Herbert Y Meltzer1, William V Bobo, Myung A Lee, Philip Cola, Karuna Jayathilake.   

Abstract

Clozapine has been shown to be superior to typical neuroleptic drugs for treating positive symptoms in treatment-resistant (TR) schizophrenia. Long-term data from randomized clinical trials comparing clozapine with typical neuroleptics in non-TR schizophrenia are rare. We previously reported that clozapine was superior to typical neuroleptic drugs in some domains of cognition in recent onset non-TR schizophrenia. We now present data on psychopathology and quality of life from this randomized, flexibly dosed, 24-month study of clozapine vs. typical neuroleptics in non-TR schizophrenia patients. Both treatments produced significant improvement in measures of psychopathology, quality of life, and global function, with minor exceptions. There was no difference in extrapyramidal side effects between the patients treated with clozapine or typical neuroleptics. However, significantly more relapse/rehospitalization drop-outs occurred in the typical neuroleptic group.
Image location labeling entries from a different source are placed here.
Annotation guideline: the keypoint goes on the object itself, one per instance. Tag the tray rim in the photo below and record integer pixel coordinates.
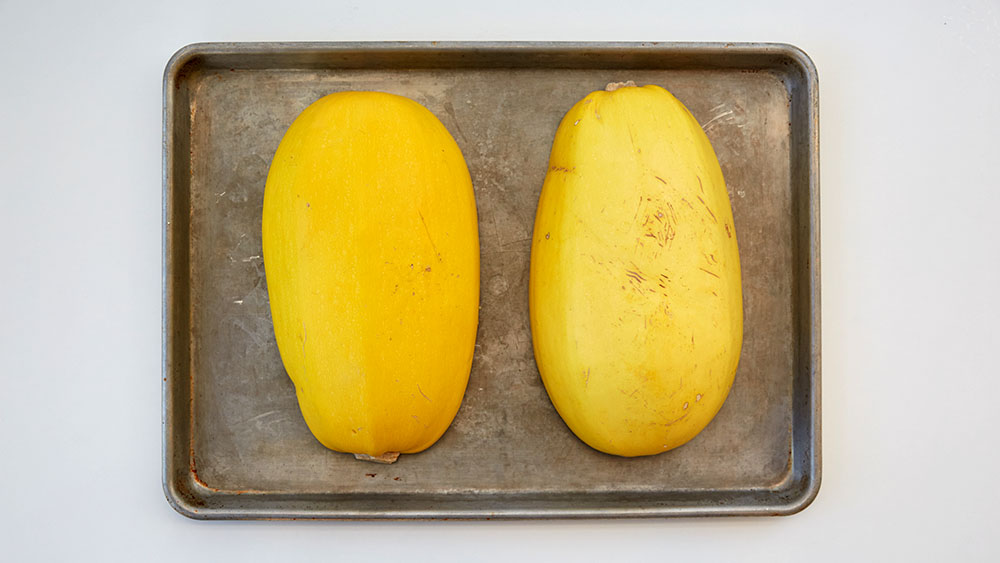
(193, 498)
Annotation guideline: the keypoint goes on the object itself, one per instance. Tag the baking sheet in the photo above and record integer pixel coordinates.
(235, 444)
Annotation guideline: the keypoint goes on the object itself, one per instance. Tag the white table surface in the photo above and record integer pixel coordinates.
(911, 270)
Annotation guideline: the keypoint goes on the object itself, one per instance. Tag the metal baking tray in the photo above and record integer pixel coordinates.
(234, 442)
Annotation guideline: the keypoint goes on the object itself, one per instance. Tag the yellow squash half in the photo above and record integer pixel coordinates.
(371, 251)
(636, 303)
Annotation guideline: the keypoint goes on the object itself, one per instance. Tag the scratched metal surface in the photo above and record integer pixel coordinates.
(235, 444)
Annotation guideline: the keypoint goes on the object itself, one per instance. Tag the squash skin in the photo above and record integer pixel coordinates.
(371, 251)
(635, 290)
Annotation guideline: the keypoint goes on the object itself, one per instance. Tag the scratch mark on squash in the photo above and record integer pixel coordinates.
(429, 238)
(707, 208)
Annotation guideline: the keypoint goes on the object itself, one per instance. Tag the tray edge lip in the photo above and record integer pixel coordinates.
(799, 58)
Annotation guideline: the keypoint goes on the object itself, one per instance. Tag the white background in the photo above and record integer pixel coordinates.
(911, 270)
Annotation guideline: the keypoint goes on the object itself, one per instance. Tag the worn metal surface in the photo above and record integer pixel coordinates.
(235, 444)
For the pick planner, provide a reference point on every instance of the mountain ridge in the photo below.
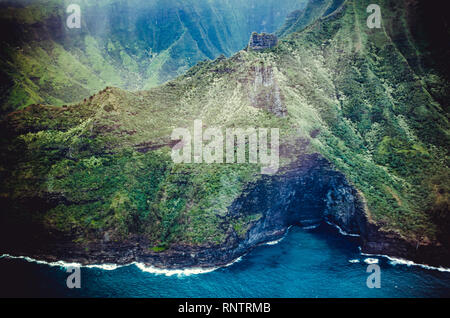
(363, 143)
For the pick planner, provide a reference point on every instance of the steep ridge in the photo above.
(128, 44)
(364, 144)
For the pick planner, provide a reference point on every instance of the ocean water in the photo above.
(305, 263)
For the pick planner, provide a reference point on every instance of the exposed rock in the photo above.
(307, 193)
(264, 91)
(262, 41)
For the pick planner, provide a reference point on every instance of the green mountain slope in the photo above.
(348, 93)
(129, 44)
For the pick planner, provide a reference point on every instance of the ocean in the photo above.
(312, 263)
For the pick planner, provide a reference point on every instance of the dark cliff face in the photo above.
(307, 193)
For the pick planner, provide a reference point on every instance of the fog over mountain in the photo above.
(132, 44)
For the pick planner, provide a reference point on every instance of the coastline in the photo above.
(393, 261)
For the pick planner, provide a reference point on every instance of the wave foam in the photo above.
(341, 231)
(371, 261)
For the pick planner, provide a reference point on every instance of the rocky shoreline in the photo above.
(305, 195)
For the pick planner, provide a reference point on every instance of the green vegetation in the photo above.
(130, 44)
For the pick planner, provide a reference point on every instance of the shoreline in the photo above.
(393, 261)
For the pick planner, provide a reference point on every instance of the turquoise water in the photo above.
(306, 263)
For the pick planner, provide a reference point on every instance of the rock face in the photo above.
(262, 41)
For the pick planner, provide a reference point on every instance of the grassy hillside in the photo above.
(350, 93)
(129, 44)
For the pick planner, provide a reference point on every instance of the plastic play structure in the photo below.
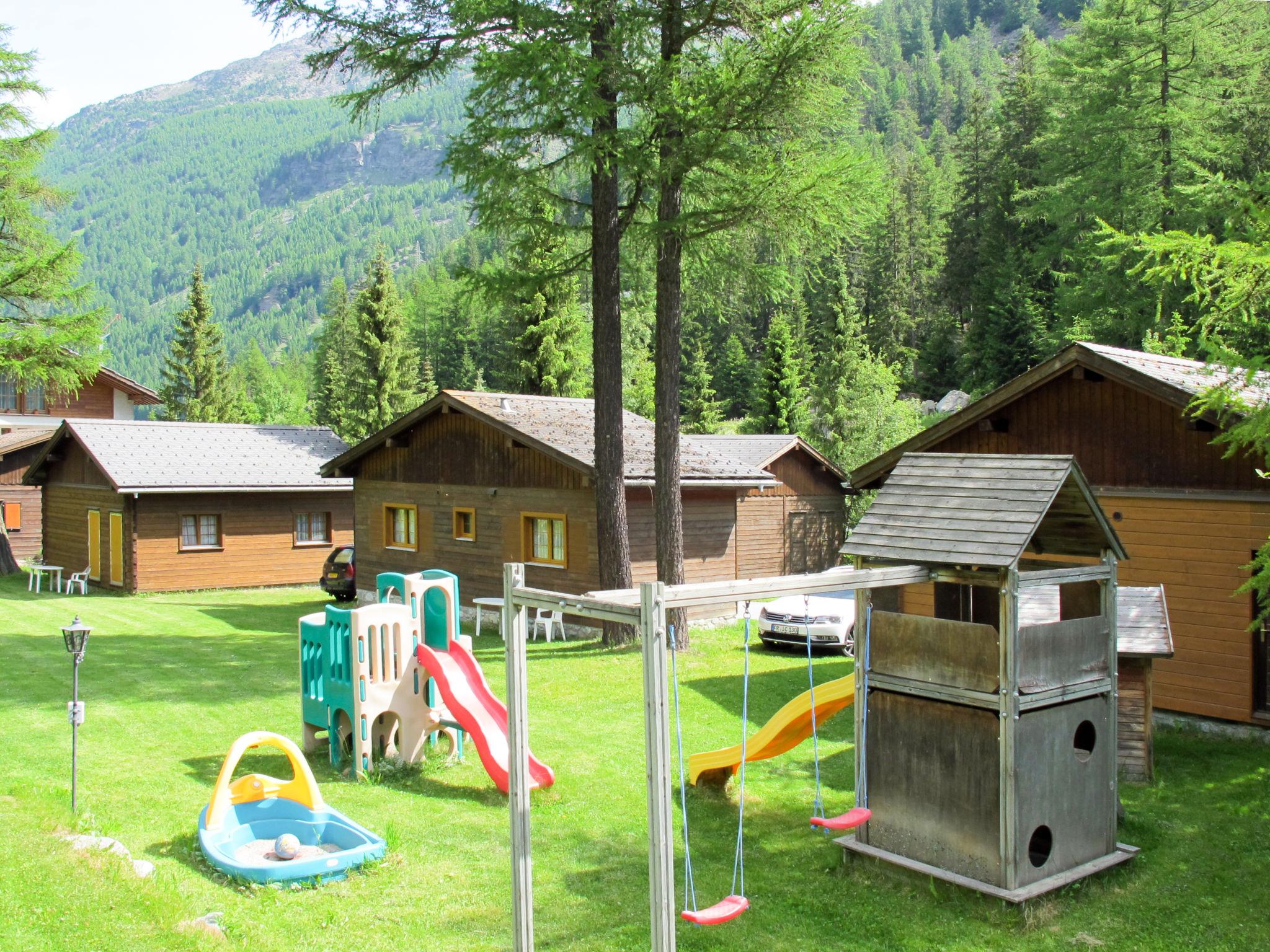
(239, 829)
(383, 678)
(986, 749)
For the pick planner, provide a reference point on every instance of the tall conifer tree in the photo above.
(196, 384)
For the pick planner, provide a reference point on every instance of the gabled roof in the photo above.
(762, 450)
(564, 428)
(1170, 379)
(138, 392)
(982, 509)
(22, 438)
(144, 456)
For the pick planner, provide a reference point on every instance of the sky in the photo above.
(95, 50)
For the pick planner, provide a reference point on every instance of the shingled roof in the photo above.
(982, 509)
(564, 428)
(1170, 379)
(1142, 626)
(761, 450)
(141, 456)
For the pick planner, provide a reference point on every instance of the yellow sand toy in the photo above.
(266, 829)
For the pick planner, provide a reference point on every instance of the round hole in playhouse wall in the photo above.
(1083, 741)
(1039, 845)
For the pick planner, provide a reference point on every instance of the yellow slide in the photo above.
(788, 728)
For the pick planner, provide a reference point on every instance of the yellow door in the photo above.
(116, 549)
(94, 545)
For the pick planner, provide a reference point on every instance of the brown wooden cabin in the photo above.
(159, 507)
(27, 419)
(469, 482)
(1189, 516)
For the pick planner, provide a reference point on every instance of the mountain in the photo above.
(254, 172)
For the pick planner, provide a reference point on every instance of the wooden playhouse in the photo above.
(987, 747)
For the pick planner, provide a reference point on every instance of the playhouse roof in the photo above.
(564, 428)
(143, 456)
(982, 509)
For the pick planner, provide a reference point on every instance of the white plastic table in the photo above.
(497, 603)
(37, 573)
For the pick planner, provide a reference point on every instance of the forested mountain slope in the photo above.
(255, 173)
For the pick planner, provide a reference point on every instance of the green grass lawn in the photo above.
(172, 679)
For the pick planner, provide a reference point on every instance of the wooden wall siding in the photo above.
(802, 475)
(1119, 436)
(65, 535)
(479, 565)
(1133, 712)
(258, 540)
(765, 544)
(29, 542)
(1196, 547)
(459, 450)
(709, 536)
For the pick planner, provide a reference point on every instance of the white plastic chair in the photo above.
(548, 619)
(79, 579)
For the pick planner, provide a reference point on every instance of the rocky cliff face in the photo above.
(391, 156)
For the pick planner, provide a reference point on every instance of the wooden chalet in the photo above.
(27, 419)
(1188, 514)
(158, 507)
(469, 482)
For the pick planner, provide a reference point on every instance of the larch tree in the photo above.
(50, 337)
(196, 384)
(388, 386)
(544, 113)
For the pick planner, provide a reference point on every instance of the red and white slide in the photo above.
(473, 705)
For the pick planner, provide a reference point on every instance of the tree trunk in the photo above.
(668, 350)
(613, 539)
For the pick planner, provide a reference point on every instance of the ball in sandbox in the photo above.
(286, 845)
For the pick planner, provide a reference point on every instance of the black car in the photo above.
(339, 575)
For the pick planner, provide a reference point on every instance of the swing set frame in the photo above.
(644, 607)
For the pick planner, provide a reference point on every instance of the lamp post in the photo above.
(75, 635)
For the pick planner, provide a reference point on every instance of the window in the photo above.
(544, 540)
(401, 527)
(33, 399)
(313, 528)
(200, 532)
(465, 524)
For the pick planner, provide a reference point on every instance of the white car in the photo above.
(831, 620)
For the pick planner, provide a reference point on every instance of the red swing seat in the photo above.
(843, 822)
(722, 912)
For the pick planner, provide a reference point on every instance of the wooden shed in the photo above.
(155, 507)
(986, 747)
(471, 480)
(1191, 516)
(27, 419)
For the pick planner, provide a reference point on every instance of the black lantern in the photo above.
(75, 635)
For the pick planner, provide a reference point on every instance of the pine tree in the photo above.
(48, 337)
(388, 386)
(701, 410)
(196, 384)
(427, 381)
(783, 398)
(335, 372)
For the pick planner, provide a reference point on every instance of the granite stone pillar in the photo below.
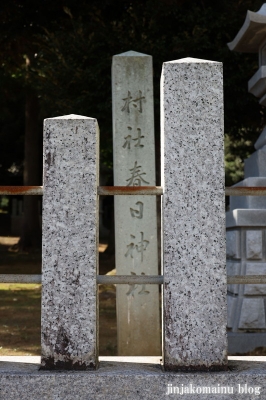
(70, 243)
(193, 215)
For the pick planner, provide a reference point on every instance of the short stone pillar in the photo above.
(70, 243)
(138, 318)
(246, 220)
(193, 215)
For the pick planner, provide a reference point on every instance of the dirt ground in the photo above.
(20, 304)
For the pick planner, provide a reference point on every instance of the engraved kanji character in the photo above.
(136, 176)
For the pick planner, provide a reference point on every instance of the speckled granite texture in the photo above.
(124, 380)
(136, 252)
(70, 248)
(193, 215)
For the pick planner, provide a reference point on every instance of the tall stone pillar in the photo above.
(193, 215)
(246, 220)
(70, 243)
(138, 319)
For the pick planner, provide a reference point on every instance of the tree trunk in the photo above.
(31, 231)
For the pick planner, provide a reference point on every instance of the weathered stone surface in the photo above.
(255, 269)
(251, 202)
(245, 218)
(254, 245)
(252, 314)
(193, 215)
(138, 318)
(232, 244)
(125, 380)
(255, 165)
(233, 268)
(70, 248)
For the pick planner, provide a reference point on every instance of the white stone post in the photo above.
(70, 243)
(193, 215)
(138, 319)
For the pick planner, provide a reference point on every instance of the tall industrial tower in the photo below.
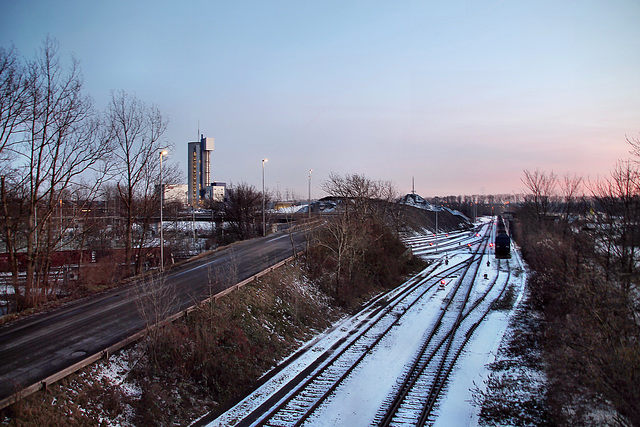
(199, 162)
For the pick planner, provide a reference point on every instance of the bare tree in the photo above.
(363, 213)
(12, 101)
(618, 198)
(57, 144)
(541, 190)
(135, 131)
(244, 210)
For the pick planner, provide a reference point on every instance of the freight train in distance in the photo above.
(503, 241)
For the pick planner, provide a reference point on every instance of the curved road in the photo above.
(39, 346)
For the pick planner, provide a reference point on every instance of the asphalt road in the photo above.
(38, 346)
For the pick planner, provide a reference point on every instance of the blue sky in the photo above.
(461, 95)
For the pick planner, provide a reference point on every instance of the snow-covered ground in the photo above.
(358, 399)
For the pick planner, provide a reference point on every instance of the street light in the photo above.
(162, 154)
(264, 222)
(310, 170)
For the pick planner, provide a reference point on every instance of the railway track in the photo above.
(465, 307)
(415, 398)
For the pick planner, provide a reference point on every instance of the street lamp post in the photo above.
(310, 170)
(264, 222)
(162, 154)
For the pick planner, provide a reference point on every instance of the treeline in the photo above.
(584, 281)
(358, 250)
(61, 160)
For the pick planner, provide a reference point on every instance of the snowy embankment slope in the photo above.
(360, 396)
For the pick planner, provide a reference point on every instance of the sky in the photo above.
(460, 96)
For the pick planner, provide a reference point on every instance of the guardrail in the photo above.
(43, 384)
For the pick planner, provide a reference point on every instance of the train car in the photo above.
(503, 246)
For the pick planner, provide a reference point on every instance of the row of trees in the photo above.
(56, 148)
(581, 241)
(358, 248)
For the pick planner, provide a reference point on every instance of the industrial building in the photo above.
(200, 186)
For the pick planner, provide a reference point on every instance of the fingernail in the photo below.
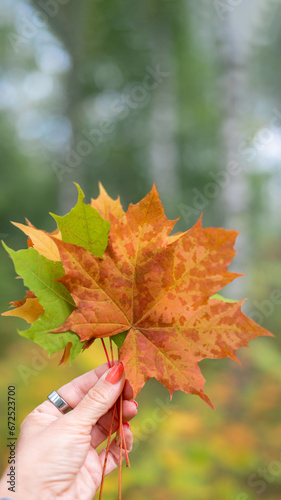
(115, 373)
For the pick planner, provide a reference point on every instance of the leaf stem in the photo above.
(111, 349)
(106, 353)
(107, 450)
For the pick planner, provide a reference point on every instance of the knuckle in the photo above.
(99, 396)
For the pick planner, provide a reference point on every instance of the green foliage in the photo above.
(84, 226)
(39, 275)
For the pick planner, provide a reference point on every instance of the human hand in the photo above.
(55, 454)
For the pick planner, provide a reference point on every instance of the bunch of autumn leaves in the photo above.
(107, 273)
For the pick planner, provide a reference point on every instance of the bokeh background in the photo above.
(185, 94)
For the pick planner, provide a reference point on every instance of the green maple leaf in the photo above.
(39, 275)
(84, 226)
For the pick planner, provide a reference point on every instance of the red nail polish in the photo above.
(115, 373)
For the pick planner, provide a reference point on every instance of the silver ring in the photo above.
(59, 402)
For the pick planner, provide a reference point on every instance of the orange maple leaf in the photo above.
(28, 308)
(157, 288)
(106, 205)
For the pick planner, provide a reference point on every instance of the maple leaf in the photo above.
(40, 275)
(157, 289)
(84, 226)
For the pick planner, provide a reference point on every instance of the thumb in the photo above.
(99, 399)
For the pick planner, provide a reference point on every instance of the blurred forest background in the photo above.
(185, 94)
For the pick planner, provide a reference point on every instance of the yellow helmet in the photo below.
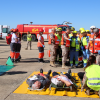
(72, 29)
(74, 32)
(83, 31)
(88, 31)
(59, 29)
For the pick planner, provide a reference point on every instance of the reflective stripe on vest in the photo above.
(93, 83)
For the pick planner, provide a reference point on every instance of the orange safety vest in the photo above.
(67, 41)
(42, 41)
(56, 38)
(94, 44)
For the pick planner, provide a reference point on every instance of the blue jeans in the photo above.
(74, 53)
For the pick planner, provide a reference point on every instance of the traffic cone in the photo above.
(9, 62)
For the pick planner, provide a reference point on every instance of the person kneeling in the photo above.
(39, 81)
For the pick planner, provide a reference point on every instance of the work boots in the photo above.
(64, 67)
(52, 64)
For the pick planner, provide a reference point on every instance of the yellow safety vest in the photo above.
(29, 37)
(93, 75)
(74, 43)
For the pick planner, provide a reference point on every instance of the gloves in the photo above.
(99, 52)
(69, 39)
(43, 46)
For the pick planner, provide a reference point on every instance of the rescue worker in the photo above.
(91, 29)
(29, 40)
(74, 49)
(91, 79)
(13, 44)
(52, 44)
(94, 45)
(58, 49)
(41, 46)
(65, 44)
(71, 33)
(18, 48)
(84, 43)
(88, 33)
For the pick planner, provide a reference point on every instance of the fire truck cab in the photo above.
(4, 30)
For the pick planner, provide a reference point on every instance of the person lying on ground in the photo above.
(39, 81)
(61, 79)
(91, 79)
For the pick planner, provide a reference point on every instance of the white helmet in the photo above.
(92, 27)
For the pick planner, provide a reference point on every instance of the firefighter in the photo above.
(91, 29)
(88, 33)
(53, 45)
(74, 49)
(18, 48)
(84, 43)
(94, 45)
(41, 46)
(59, 51)
(65, 44)
(29, 40)
(13, 44)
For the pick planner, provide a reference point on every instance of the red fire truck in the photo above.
(33, 29)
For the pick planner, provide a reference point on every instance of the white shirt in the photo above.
(13, 38)
(55, 81)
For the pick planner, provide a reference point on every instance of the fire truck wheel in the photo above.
(24, 37)
(33, 37)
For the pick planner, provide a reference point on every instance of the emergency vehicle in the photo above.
(4, 30)
(34, 30)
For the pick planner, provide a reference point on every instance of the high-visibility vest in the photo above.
(50, 40)
(42, 41)
(85, 41)
(74, 43)
(65, 42)
(93, 75)
(94, 44)
(89, 35)
(29, 37)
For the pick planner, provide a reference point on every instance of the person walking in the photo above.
(29, 40)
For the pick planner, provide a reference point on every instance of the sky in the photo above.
(81, 13)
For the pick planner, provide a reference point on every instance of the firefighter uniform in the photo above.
(53, 44)
(40, 46)
(94, 45)
(84, 43)
(65, 44)
(74, 49)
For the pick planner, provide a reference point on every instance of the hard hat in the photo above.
(74, 32)
(15, 30)
(59, 29)
(88, 31)
(72, 29)
(92, 27)
(41, 30)
(83, 31)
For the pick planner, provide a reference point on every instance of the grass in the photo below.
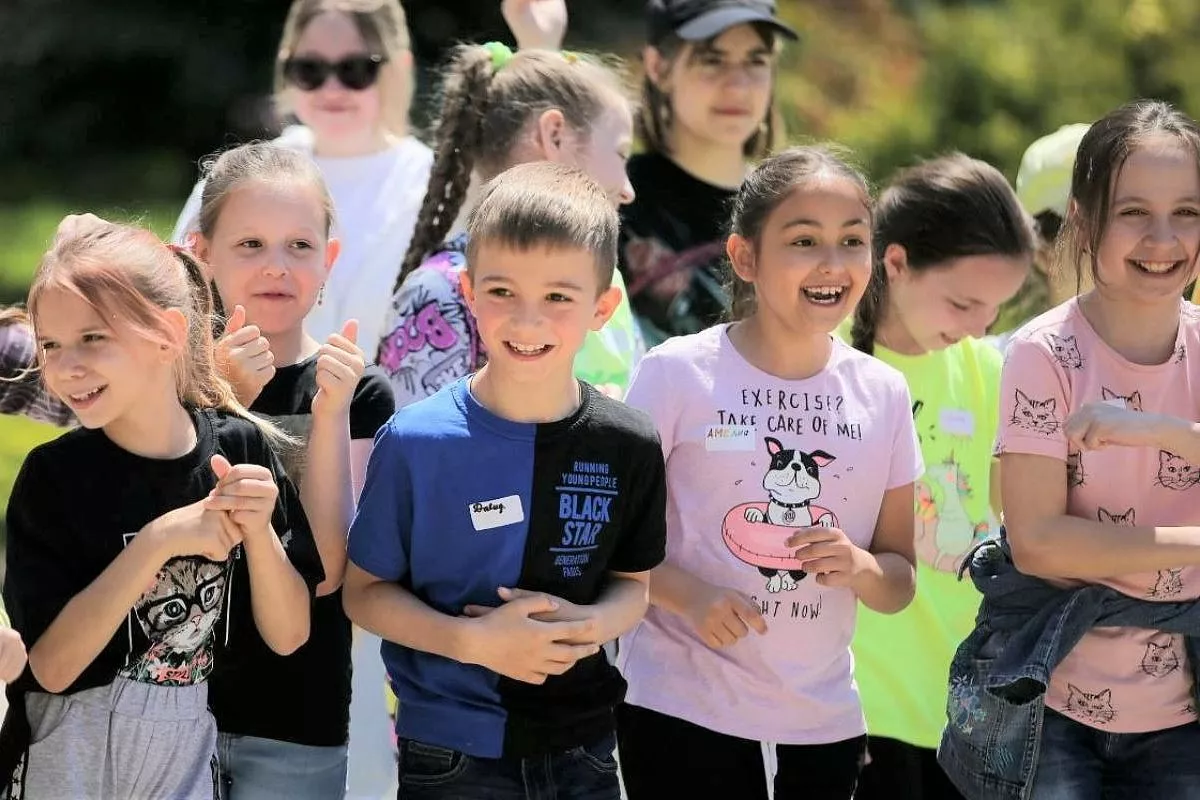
(27, 232)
Two patients treated with typical neuroleptics, but none treated with clozapine, became non-responsive to treatment. Clozapine was associated with significantly greater weight gain. Clozapine and typical neuroleptic drugs appear to produce equivalent improvement in psychopathology in patients with non-TR schizophrenia. Clozapine may be more effective than typical neuroleptics for treatment retention and prevention of relapse, but it produces more severe metabolic side effects. These considerations should be taken into account in decisions of how best to utilize clozapine in the treatment of schizophrenia. Copyright 2010 Elsevier Ireland Ltd. All rights reserved.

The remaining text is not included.